Infine questa centralità della Scrittura è emersa anche dall’opera di Teofane il Recluso, in particolare nei suoi commenti ad alcuni salmi dove il colto solitario sa armonizzare le sue vaste conoscenze scientifiche e spirituali, mettendo a frutto le acquisizioni accademiche, in una profonda intelligenza spirituale. Non disprezza lo studio scientifico, né il buono che si trova nelle tradizioni altre rispetto alla propria. Sa studiare con la mente, per alimentare la sua vita interiore.

Un secondo asse delle nostre giornate ci ha condotto a confrontarci con il metodo e con i metodi di lettura della Scrittura e dunque con la sua natura. In altre parole, con il problema dell’interpretazione (penso ai due contributi su “I padri e le ermeneutiche della Bibbia” e “Esegesi storico-critica e lettura ecclesiale della Bibbia”, come anche alla presentazione su “Rinnovamento spirituale e studi biblici in Russia tra XIX e XX secolo”). Abbiamo spesso sentito risuonare quella che ci è parsa un’opposizione irriducibile tra “lettura patristica della Scrittura” e “metodo storico critico”. Un’analisi più dettagliata ci ha tuttavia suggerito qualche nuova pista di riflessione.

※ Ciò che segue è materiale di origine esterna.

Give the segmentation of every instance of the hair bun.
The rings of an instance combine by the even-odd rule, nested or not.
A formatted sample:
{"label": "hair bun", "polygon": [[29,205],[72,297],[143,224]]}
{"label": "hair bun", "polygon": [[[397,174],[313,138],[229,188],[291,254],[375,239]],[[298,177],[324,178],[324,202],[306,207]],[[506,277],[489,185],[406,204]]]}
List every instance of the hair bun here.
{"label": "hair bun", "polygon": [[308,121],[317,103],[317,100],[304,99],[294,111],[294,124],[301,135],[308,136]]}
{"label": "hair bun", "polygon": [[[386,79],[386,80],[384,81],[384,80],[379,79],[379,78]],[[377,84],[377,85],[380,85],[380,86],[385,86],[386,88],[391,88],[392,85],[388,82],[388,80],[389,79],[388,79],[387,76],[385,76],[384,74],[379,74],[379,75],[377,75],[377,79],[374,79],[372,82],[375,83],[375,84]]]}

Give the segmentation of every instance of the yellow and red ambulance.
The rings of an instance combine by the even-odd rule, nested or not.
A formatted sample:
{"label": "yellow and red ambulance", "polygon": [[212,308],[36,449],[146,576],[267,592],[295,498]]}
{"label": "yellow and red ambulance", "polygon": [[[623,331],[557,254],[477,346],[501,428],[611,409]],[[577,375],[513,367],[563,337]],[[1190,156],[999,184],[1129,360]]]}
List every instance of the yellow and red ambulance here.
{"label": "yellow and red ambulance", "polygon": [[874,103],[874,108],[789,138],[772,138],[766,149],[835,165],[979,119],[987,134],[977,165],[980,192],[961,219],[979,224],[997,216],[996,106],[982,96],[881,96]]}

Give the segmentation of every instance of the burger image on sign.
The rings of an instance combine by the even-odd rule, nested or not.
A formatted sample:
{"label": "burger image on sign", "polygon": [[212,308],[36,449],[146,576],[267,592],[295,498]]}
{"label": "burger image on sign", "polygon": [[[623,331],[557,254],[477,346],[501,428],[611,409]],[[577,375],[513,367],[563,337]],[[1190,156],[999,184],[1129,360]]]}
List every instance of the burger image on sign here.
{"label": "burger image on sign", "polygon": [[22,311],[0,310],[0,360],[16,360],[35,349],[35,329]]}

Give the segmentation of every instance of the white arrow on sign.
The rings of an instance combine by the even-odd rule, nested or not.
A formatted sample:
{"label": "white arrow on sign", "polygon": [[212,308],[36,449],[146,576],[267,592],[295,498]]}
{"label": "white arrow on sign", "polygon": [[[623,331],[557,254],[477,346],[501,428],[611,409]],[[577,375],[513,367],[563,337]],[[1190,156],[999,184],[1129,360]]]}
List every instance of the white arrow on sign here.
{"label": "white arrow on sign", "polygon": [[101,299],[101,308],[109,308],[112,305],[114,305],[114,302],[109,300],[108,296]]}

Innanzitutto abbiamo ribadito la natura teandrica della Scrittura. Il Libro dei cristiani – è stato affermato a più riprese – non è un libro “caduto dal cielo”, ragione per cui noi cristiani non possiamo in alcun modo definirci “religione del libro”. Lo Spirito santo ha illuminato, ha ispirato degli uomini che hanno scritto essendo uomini. Come il Figlio, nella sua incarnazione, è entrato in una storia concreta e definita, così anche la Scrittura non nasce in un contesto penumatico astorico, ma in una storia di cui porta i segni. Il cristianesimo è e resta religione dell’incarnazione! Di qui la necessità di conoscere questo contesto e di tenerne conto nella nostra interpretazione. Questo per evitare qualsiasi tipo di interpretazione letteralistica e fondamentalistica della Scrittura, che non appartiene alla grande tradizione cristiana.